Of course, asking ‘closed questions’ (questions which can only be answered in the positive, ‘yes’, or the negative, ‘no’) is not enough. Lawyers need information, and often lots of it. And for getting information, we need to use question words.

The most common question words, and what kind of information they are basically used to obtain, are:

· What..? – This is generally used to ask about – and clarify - things

- What is an exclusion clause?

- What does clause 12 say?

- When…? – This is used to ask about time.

- When are you signing the contract?

- When does the meeting start?

- Where…? – This is used to ask about the place or location of something or someone?

- Where is the contract?

- Where do I find the Definitions Section?

- Who…? – This is used to ask about people.

- Who is the senior partner in the firm?

- Who did you send the documents to?

- Which…? – This is used to ask about choices.

- Which is the most recent contract?

- Which would you prefer? [The short-term or the long-term contract]

- Why…? – This is used to ask about reasons and causes.

- Why is the meeting starting late?

- Why did the negotiations break down?

- How…? – This is used to ask about processes and ‘manner’ (for example, a way of doing something)

- How can I explain this clearly?

- How does the arbitration process work?

Of course, we know that the fundamental structure used when asking questions is:

Question Word(s) Auxiliary Subject Verb Rest (Q+A+S+V+R)

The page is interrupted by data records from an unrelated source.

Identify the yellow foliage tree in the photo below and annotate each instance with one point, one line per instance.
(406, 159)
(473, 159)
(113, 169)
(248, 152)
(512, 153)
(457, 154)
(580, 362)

We can see this in practice in the example questions, above:


What is an exclusion clause?

Where do I find the Definitions Section?

Which is the most recent contract?

How does the arbitration process work?

Question words are necessary in order to obtain new or further information – which, as a lawyer, is essential.

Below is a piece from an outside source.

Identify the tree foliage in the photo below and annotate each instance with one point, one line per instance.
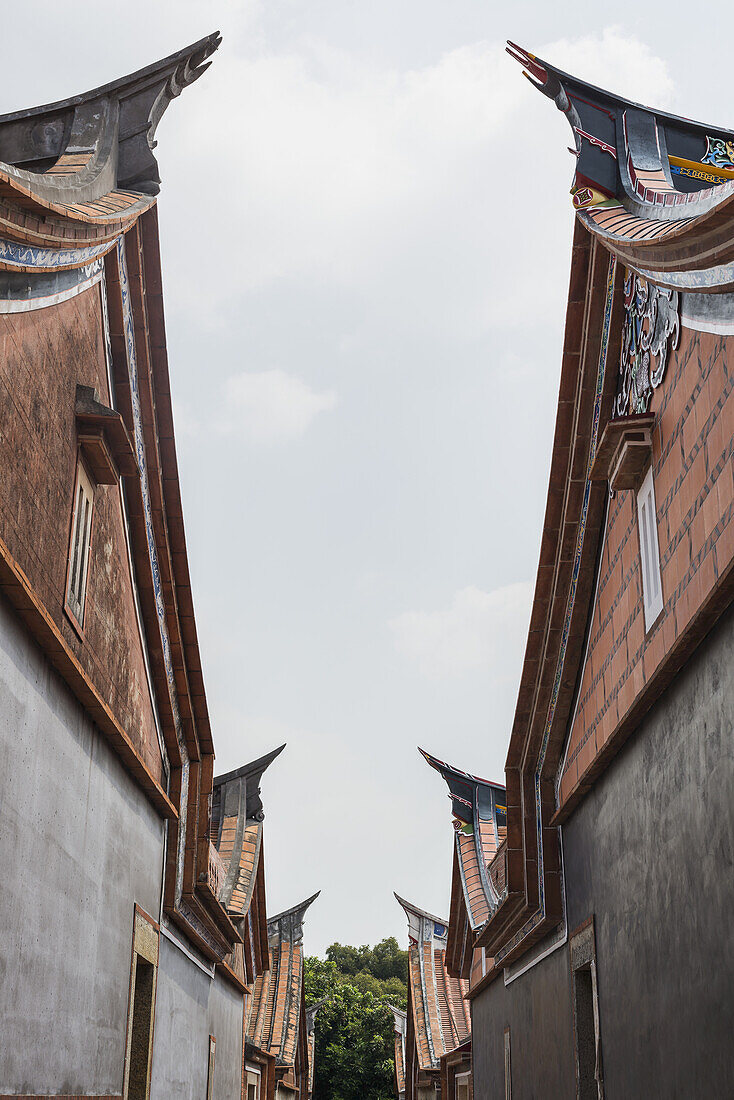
(354, 1027)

Why did you sign the contract? – I signed it because I had no choice.

Why did you have no choice? – Because the other party threatened me.

How did he threaten you? – He held a gun to my head.

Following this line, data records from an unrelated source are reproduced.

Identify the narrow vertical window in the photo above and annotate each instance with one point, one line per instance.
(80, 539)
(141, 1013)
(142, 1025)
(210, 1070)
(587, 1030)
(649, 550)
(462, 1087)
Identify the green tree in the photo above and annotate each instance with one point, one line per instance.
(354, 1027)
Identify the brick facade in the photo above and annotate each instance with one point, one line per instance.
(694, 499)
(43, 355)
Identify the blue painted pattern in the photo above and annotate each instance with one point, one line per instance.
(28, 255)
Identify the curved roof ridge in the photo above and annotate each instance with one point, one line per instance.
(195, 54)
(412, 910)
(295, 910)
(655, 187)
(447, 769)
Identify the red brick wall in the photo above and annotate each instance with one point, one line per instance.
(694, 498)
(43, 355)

Each of the questions (and you can see the QASVR structure in each one) gives further information and leads to another question.


Sometimes the answer to a question is unclear and you want – and of course, need – to understand it. One way of asking for clarification of something from someone is:

Q Auxiliary Subject Verb

What do you mean?

The verb ‘to mean’ = to express or represent something, such as a verb or idea. The noun form of ‘to mean’ is ‘the meaning’. All words have a meaning – the purpose of a dictionary is to tell you what ‘the meaning’ of the word is.

Lawyer: Under English law, you have a duty to mitigate your losses.

Client: I don’t understand. What do you mean? [Or, ‘What does that mean?]

Lawyer: It means that you must act to try to reduce the amount of damages and loss you suffer because of the other party’s breach of contract.

For some reason, the use of the verb ‘to mean’ often seems to cause English students a problem. However, it is a simple and efficient way of asking someone to clarify something that you do not, or cannot, understand.


Look again at the question words at the start of this post and make sure you understand the type of information each question word is trying to obtain (asking about things, location, reasons, and so on). Then try to form accurate questions (using the QASVR structure) from the following information:

[Hint: Decide which question word is appropriate. Then try to work out which of the words in the sentences are the auxiliary (to be/to do/to have/modal verbs), subject, verb, etc. The answer key follows the exercises]


(Reason) The meeting is starting late.

Why is the meeting starting late.

1. (Time) – The goods will be delivered.

2. (Reason) – The government ratified the treaty.

3. (Process) – I can get a copy of the contract.

4. (Location) – The goods are being stored.

5. (Choice) – The best contract to sign.


1. When will the goods be delivered?

2. Why did the government ratify the treaty?

3. How can I get a copy of the contract?

4. Where are the goods being stored?

5. Which is the best contract to sign.